They think they’ll move to Afghanistan.
Aleppo, May 10 – Shiite militias in Syria went to bed with a nuclear deal protecting them and now it’s blown up in their face and when they got out of bed this morning they tripped over a land mine and by mistake dropped their turban in the sink while the water was running and they could tell it was going to be a terrible, horrible, no-good, very bad day.
At breakfast Israel found a startup exit in its cereal box and the US found a North Korean concession in its cereal box but all the militias found was cereal.
They think they’ll move to Afghanistan.
In maneuvers Russia let Assad take the high ground. Kurdish forces and Islamist rebels got high ground too. The militias said they were getting scrunched. They said they were getting smushed. They said if they don’t get the high ground they were going to suffer casualties. No one even answered.
They could tell it was going to be a terrible, horrible, no-good, very bad day.
In briefings a Tehran spokesman liked the Basij beating and looting better than the militia’s beating and looting.

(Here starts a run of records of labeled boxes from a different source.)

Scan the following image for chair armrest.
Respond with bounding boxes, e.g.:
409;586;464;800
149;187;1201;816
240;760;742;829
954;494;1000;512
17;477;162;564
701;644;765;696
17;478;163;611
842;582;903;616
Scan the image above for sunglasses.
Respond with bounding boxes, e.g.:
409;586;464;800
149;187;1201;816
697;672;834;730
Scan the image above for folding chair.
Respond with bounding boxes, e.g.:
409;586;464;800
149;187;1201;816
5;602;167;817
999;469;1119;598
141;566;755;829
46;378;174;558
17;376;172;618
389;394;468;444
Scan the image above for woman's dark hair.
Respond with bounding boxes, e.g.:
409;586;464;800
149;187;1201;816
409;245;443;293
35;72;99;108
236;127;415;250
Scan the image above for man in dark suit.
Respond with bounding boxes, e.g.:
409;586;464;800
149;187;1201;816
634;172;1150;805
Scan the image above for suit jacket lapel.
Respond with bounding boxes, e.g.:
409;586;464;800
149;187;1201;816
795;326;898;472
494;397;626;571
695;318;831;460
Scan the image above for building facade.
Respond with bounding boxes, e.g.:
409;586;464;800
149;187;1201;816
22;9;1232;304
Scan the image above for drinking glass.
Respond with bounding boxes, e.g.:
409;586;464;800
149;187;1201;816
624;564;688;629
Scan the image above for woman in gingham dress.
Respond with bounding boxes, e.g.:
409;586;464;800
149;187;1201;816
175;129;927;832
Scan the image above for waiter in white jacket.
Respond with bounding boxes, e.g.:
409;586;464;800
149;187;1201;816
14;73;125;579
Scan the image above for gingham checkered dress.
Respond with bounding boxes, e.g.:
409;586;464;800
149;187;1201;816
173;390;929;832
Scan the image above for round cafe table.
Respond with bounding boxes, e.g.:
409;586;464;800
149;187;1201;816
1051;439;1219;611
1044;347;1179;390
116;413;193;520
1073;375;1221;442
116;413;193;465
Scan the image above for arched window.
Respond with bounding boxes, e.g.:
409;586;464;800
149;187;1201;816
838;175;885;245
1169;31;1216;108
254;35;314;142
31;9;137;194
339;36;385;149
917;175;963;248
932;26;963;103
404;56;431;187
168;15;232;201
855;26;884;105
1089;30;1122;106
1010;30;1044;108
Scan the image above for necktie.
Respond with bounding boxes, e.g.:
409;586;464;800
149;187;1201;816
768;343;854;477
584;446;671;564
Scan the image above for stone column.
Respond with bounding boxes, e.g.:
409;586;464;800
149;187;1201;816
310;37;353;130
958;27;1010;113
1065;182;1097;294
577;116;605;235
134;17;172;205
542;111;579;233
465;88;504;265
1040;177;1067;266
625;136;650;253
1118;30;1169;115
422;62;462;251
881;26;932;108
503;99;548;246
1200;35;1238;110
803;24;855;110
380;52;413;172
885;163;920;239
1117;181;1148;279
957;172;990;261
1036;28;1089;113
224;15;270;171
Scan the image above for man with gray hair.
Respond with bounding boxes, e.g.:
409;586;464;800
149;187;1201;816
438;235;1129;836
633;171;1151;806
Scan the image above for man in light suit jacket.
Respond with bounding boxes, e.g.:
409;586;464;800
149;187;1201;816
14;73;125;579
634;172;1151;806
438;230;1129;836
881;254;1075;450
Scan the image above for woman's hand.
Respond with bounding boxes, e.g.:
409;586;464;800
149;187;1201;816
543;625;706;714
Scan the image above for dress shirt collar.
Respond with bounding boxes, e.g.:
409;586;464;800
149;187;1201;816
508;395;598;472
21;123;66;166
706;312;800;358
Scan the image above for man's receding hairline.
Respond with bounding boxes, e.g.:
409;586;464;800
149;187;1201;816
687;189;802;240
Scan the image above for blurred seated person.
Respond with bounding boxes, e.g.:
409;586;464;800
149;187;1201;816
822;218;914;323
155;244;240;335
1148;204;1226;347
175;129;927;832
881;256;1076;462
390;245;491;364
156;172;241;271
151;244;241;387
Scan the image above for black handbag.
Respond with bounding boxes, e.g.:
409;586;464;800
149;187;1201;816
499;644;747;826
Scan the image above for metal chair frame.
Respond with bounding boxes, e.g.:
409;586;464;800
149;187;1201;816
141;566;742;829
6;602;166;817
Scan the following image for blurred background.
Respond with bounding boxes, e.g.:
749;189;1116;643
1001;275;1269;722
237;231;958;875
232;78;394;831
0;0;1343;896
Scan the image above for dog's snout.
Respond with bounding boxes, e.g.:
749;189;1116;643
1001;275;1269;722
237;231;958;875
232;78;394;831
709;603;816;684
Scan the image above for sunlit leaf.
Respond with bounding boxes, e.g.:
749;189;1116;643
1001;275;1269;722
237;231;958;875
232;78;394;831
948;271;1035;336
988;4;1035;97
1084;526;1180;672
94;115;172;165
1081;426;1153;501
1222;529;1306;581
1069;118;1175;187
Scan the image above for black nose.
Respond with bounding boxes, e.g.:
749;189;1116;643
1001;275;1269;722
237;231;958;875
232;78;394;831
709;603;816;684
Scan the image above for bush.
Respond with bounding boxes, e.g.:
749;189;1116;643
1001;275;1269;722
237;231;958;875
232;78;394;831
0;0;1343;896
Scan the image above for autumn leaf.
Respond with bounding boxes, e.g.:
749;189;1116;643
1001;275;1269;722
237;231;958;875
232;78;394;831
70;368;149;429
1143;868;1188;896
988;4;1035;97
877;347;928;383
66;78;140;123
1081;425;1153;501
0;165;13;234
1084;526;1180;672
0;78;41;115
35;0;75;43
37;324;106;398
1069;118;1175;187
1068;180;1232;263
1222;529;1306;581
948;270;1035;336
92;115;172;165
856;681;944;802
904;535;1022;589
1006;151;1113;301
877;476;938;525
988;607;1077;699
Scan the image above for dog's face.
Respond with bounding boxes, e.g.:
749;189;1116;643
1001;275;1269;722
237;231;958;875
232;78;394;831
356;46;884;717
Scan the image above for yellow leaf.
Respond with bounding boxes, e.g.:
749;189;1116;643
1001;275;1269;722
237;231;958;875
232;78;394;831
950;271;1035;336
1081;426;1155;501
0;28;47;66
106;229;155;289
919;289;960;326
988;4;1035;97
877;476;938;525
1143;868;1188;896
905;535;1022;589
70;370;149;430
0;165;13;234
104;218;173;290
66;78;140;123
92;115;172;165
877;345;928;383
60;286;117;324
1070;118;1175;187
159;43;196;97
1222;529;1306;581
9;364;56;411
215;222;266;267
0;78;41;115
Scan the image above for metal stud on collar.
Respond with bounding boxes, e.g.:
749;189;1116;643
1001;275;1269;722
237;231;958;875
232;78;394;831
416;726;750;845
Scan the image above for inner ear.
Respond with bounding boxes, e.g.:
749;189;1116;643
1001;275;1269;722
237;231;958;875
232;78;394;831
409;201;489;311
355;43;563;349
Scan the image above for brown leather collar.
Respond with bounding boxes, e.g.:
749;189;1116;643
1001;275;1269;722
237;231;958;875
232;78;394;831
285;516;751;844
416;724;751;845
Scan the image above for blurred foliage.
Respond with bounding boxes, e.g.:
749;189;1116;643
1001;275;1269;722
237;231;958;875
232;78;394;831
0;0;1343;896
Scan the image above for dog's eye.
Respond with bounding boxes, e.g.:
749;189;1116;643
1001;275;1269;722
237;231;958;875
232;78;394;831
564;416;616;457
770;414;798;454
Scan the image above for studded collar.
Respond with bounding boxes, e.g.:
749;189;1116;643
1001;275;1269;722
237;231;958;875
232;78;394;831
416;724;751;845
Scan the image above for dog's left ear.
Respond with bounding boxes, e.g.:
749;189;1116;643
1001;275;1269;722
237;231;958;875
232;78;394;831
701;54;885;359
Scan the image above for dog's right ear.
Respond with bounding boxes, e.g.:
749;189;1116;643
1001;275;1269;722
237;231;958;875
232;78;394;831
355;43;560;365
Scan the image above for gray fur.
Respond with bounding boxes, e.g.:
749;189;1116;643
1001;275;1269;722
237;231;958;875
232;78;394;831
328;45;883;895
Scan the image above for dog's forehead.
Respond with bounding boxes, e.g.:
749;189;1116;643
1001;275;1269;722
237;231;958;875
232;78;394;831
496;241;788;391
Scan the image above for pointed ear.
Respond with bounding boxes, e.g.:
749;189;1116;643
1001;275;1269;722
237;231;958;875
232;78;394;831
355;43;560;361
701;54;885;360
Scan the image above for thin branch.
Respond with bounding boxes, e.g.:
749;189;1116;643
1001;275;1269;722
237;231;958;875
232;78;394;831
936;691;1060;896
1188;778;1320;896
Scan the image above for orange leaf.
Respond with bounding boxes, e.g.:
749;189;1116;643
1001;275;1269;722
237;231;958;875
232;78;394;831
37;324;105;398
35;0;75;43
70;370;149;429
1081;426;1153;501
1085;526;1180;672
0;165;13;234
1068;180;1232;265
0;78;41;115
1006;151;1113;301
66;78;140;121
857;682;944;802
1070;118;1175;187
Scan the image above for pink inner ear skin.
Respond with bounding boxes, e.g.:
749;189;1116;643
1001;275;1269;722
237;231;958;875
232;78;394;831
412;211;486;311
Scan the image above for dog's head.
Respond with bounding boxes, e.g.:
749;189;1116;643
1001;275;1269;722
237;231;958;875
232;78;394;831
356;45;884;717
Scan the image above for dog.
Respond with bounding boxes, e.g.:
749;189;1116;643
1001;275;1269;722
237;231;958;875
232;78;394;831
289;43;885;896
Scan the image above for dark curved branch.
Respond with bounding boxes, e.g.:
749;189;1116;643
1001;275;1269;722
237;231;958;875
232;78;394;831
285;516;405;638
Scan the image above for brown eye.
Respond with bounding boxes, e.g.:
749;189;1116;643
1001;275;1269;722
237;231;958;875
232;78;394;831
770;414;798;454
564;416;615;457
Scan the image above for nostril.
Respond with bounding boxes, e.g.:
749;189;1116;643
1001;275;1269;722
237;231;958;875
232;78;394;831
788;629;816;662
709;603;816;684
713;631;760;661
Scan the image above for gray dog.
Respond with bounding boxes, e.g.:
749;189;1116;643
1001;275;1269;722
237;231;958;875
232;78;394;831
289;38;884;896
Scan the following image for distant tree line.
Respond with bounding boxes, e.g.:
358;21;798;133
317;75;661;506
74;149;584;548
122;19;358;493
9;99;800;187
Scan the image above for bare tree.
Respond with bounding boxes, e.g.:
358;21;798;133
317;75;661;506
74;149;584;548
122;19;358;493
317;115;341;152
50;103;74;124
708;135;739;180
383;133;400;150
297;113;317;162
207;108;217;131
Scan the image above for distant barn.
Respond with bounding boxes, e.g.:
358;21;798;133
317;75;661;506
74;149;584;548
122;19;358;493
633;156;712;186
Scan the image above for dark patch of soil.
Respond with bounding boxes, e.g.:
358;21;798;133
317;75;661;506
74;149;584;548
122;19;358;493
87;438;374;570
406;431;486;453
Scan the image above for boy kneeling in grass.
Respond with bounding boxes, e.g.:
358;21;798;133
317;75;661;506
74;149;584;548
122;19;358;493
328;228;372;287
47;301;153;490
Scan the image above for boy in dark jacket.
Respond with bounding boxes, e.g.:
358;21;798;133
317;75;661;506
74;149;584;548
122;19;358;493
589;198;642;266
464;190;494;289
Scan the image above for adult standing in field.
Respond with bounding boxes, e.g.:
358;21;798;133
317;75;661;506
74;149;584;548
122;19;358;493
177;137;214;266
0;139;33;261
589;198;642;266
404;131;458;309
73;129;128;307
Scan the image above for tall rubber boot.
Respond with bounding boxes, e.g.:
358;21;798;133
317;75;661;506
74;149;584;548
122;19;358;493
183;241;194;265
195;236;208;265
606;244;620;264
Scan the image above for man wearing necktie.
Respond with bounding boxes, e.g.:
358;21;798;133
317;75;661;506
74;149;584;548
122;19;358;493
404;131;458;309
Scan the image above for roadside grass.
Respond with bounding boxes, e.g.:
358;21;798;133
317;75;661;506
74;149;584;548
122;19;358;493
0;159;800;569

At shooting time he said they shot too little. At ethnic cleansing time he said they left out raping. Who needs raping? They could tell it was going to be a terrible, horrible, no-good, very bad day.
They could tell because Hezbollah said they weren’t best friends anymore. Hezbollah said Amal was its best friend and that Hamas was its next best friend and that the militia was its third best friend.
We hope you get bombed by the IAF, the militia said to Hezbollah. We hope the next time you launch an offensive your ordnance goes off prematurely and launches you all the way to Afghanistan.
There were double rations in UNRWA’s lunch bag and Turkey got a bonus and Ayatollah Khamenei himself promised leave to IRGC personnel. Guess whom the mullahs forgot to give any perks?
It was a terrible, horrible, no-good, very bad day.
That’s what it was, because later they went to have their equipment inspected and the officers found logistical incompetence just in them. Fix it by next month, ordered the officer.
Next month, they said, they’re going to Afghanistan.
On the way to training the armored carrier hatch got caught on their fingers and while they were waiting for orders Hezbollah made a feint and made them fall and get muddy, and they started crying because of the shame and Assad said they were crybabies and the orders came while the militia was shooting at Hezbollah and the Iranian liaisons scolded them for being muddy and fighting.
We are having a terrible, horrible, no-good, very bad day, they told everybody. No one even answered.
So then they went to have some equipment refitted. The IDF already had the latest technology. Russian air power got powerful bombs. The militia chose weapons from abandoned American equipment looted by ISIS from the Iraqi Army, but the quartermaster from Iran said there were no more. They were forced to accept old Soviet castoffs, but said no one can make them use them.
When they picked up new recruits the liaison said no hazing, but they forgot. He also said watch out for land mines, and they were as careful as they could be except for the right flank. He said don’t fool around with the communications equipment, but they think they called Afghanistan. The liaison said please don’t take new recruits anymore.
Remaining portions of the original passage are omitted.